Anyway, CS would be my second choice but that’s just because I work in .NET environment.
To those more experienced: at some point does thinking in pure coffeescript take over, and the JavaScript transforms disappear?
It is worth noting, my final coffeescript code is a thing of beauty!
However, if someone told me that Coffeescript was going to vanish forever from tomorrow on, I don't think I would be heartbroken.
I have Vim all set up to auto-complete it, to syntax highlight, and to auto-compile whenever I save. The bad news is: No Eclipse plugins, no notepad++ plugins. etc. So the only other devs who can work on it are on Mac and Linux (which to be fair, half of my company are on Ubuntu, but there's that 1/3 of the company on Windows that just can't practically work on coffeescript code).
I'm using the former. It's usable, but lacks somethings like fixing indentation errors automatically, and auto-completion. Also the default colors under twilight theme are unreadable, so you have to modify those yourself.
As far as I know CoffeScript requires node.js, npm and cygwin. Am I wrong?
https://github.com/alisey/CoffeeScript-Compiler-for-Windows
And it doesn't require cygwin. I haven't tried it myself but it's the route I would go.
Cygwin is the current way of "Node on Windows" but there will be much better / "more native" Node support for Windows coming in the next 4-20 months ;)) anyway, you don't need Node for Coffee.
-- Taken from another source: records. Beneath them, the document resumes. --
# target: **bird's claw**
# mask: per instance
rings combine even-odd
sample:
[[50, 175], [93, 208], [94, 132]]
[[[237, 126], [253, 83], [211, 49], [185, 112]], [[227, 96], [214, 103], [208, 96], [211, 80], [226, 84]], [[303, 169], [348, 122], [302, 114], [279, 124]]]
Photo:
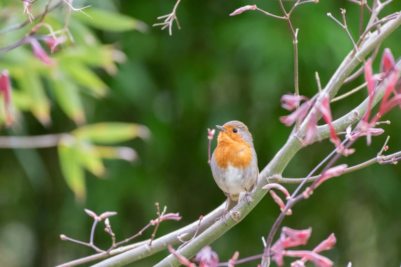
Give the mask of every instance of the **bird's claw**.
[[225, 209], [224, 211], [223, 212], [223, 215], [221, 217], [220, 217], [220, 218], [219, 218], [218, 219], [220, 220], [220, 219], [223, 219], [223, 221], [224, 222], [224, 224], [225, 225], [227, 225], [227, 219], [226, 219], [226, 218], [225, 218], [225, 215], [226, 215], [227, 214], [228, 214], [229, 213], [229, 212], [227, 210]]
[[247, 191], [244, 196], [244, 200], [246, 201], [246, 202], [248, 203], [248, 205], [249, 205], [250, 202], [252, 202], [254, 201], [254, 199], [250, 197], [250, 195], [249, 195], [249, 193]]

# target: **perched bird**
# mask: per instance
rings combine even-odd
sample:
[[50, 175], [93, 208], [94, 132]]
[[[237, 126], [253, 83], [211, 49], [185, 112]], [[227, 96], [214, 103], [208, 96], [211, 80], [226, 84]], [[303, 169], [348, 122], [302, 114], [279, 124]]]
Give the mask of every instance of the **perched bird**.
[[216, 127], [220, 131], [210, 165], [216, 183], [227, 195], [223, 215], [225, 222], [225, 215], [239, 203], [240, 193], [245, 192], [244, 199], [252, 201], [249, 192], [258, 183], [259, 172], [252, 135], [246, 125], [231, 121]]

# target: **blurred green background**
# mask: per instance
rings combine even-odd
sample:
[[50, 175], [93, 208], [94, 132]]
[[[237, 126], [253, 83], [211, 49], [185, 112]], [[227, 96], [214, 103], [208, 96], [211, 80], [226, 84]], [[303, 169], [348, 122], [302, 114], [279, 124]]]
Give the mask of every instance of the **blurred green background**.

It only provides the Node integration pieces because the developer(s) do a lot of Node work themselves and it's a great way to write server-side code for Node for people coming from Python/Ruby etc.
If you're using CoffeeScript without Node, you're missing out. Fortunately, Cygwin-free Windows support is on the roadmap for Node 0.6.
JS is alright, dammit. You don't need CS, you need to get your shit done.
Is it only me who likes JS better than CS? :( It's stylish.
It's all about power, flexibility, succintness and readability, all things that make programming more enjoyable and fun.
http://blog.directededge.com/2010/05/30/what-programming-lan...
The core message being: things like Scala, Erlang, et al still represent a tiny portion of the actual tech world. (And our customers tend to be biased towards being techy anyway.) Just because CoffeeScript gets a lot of mentions in the ultra-early-adopter demographic doesn't mean that it's measurably popular yet.